7 habits that can cause you problems around the worldVika
In Spain, not kissing someone on the cheek when you first meet is considered rude. This is an example of cultural etiquette, codes of conduct that change from country to country. Culture shock can happen in some places, but we can always adjust to the manner of the locals so we don't look rude or annoying.
Pictolic has listed a few surprising rules to follow around the world if you don't want to run into trouble.
1. Eat with your hands in chili.
In Chile, it is better to eat without touching the food. Chileans find it frustrating to use their hands to eat anything, even snacks like fries. This is why they always have a knife and fork ready for every meal.

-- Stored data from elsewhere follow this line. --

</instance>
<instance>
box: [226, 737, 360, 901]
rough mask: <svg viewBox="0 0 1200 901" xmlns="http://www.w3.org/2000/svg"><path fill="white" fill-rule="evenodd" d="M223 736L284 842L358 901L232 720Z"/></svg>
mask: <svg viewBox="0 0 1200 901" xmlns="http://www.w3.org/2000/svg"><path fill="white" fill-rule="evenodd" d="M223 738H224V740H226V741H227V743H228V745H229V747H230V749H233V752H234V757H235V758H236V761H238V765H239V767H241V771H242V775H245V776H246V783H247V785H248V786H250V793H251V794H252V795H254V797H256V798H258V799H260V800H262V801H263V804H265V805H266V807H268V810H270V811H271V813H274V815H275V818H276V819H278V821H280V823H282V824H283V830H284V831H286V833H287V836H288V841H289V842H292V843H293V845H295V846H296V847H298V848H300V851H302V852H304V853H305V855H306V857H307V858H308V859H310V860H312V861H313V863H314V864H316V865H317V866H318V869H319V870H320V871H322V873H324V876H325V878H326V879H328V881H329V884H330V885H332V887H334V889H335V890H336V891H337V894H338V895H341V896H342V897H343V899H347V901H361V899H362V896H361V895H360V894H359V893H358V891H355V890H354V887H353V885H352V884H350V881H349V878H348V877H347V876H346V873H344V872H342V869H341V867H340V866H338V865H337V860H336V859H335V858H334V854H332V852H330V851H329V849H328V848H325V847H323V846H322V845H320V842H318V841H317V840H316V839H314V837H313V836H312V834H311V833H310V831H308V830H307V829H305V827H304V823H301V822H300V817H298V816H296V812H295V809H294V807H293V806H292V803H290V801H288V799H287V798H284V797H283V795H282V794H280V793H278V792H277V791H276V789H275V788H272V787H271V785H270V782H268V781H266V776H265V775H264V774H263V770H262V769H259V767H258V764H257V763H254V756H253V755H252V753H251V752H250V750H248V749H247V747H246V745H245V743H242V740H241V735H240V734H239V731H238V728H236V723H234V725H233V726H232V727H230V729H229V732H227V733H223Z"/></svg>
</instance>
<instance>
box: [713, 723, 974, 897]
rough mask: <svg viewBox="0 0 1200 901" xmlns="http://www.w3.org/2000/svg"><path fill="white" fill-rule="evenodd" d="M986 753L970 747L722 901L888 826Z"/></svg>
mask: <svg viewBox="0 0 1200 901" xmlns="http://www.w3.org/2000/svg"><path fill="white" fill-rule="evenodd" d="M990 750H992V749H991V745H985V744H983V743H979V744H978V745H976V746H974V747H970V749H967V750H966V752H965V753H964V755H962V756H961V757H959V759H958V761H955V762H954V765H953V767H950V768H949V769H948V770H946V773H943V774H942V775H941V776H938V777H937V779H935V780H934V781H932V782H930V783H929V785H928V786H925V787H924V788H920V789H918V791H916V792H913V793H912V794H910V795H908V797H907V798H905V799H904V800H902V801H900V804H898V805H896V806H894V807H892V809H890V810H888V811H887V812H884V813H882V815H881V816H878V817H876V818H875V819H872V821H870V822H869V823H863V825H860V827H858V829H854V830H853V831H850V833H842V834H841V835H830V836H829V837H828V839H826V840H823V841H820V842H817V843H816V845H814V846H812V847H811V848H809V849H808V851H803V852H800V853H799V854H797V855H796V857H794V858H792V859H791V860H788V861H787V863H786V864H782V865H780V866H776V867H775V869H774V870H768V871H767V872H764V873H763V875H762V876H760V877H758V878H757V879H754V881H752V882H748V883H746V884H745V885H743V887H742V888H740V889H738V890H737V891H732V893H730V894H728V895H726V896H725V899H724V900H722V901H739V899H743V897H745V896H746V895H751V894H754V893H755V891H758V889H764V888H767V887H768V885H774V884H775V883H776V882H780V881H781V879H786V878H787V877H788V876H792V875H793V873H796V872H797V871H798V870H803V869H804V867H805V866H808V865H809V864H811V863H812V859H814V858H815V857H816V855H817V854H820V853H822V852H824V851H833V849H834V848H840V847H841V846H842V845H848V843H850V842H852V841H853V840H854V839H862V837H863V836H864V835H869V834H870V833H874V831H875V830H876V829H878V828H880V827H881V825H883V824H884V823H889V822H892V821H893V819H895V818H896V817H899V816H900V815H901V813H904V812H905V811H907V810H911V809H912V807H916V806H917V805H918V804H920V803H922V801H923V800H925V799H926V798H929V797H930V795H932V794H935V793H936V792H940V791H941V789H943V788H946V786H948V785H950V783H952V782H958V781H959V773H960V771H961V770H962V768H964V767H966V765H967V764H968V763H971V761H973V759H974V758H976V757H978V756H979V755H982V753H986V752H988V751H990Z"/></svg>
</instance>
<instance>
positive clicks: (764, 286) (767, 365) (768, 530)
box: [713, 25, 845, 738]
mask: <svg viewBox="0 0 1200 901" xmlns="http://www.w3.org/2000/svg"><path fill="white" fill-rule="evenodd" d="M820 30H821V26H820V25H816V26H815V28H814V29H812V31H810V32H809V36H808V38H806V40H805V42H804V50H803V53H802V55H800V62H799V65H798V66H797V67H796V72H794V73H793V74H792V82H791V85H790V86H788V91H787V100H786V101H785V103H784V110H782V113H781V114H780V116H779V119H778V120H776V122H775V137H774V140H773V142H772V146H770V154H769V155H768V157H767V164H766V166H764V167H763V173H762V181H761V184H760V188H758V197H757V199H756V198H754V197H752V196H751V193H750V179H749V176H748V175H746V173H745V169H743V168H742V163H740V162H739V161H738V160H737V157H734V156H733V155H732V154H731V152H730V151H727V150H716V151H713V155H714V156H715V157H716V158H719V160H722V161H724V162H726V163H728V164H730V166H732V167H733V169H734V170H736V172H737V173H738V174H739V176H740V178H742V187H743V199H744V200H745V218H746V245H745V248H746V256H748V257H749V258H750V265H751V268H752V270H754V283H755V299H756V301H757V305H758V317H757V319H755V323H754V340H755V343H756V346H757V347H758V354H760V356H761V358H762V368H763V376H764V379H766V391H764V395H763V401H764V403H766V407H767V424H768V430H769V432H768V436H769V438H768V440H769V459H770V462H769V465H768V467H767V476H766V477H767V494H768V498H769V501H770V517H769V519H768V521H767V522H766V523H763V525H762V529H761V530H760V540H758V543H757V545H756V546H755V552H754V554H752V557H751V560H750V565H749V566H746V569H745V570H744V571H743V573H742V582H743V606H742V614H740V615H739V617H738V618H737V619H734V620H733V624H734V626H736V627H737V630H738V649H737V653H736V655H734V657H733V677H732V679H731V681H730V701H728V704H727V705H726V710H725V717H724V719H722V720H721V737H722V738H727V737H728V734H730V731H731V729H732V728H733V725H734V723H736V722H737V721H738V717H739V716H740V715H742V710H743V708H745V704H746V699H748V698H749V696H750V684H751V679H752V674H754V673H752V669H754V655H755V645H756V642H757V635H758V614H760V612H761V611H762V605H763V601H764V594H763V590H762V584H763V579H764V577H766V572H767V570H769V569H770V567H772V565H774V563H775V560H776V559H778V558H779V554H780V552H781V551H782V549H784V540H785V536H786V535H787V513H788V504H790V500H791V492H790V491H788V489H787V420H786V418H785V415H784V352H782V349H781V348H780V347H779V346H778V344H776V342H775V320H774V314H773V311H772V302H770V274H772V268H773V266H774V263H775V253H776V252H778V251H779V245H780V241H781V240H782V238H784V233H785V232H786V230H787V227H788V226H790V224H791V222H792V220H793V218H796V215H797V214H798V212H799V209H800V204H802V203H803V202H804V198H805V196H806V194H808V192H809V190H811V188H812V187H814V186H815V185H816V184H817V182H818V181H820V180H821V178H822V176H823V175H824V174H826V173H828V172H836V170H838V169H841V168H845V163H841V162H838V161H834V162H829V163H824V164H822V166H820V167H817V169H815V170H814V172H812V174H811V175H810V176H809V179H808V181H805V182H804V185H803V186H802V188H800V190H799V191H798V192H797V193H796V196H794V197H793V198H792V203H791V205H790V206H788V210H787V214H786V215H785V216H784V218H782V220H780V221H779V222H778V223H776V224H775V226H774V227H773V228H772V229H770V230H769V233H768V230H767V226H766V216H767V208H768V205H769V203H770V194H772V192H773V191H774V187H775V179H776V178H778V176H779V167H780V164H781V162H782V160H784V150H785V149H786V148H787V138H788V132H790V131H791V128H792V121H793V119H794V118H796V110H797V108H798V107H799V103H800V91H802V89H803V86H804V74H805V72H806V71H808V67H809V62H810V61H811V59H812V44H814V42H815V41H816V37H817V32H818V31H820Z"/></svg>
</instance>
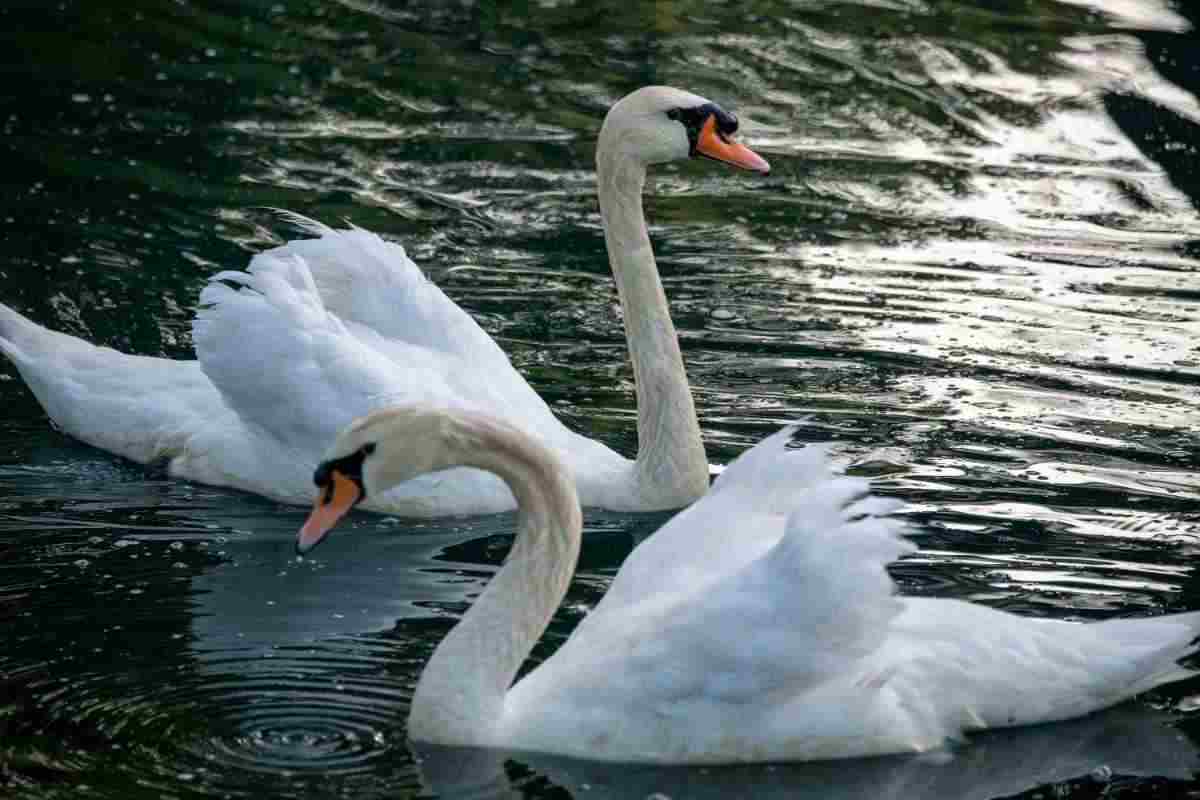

2. Turning fish in parts of China.
It is very traditional for the Chinese to serve whole fish as a dish (on a plate). But keep in mind that in some parts of this country you have to eat it the way it is served. Fish flipping is considered a failure and involves the fishing boat capsizing.
3. Asking for more cheese for pizza in Italy.
Italy is known for its exquisite and delicious cuisine. There, it is considered rude to ask for something that is not already in the dish being served. So if you want to add some Parmesan to your pizza but don't want to displease the waiters, it's best to do it when they are not watching.
4. Eat whatever is on your plate in China.
In China, it has long been considered rude to eat whatever is on the plate. This is a sign that the host hasn't offered you enough food. But that custom has changed with the emergence of movements like Operation Empty Plate, which aims to reduce food waste.
5. Don't eat all food on a plate in India.
Unlike what we discussed earlier about the usual Chinese rule, in India it is polite to finish all food. You are expected to eat whatever is on your plate as a sign of respect for food that is considered sacred.
6. Nodding in Bulgaria.
In Bulgaria, nodding is slightly different: bobbing your head left and right actually means yes, and bobbing your head up and down means no. You'd better be careful when answering the question non-verbally. For security reasons, you can use the words "yes" and "not", which means "no".
7. Spelling the name in red in South Korea.
In South Korea, red means death, so it is commonly used to mark the deceased. It is believed that if you write the name of a living person in red, it will bring misfortune. Because of this, be sure to always take a blue or black pen with you.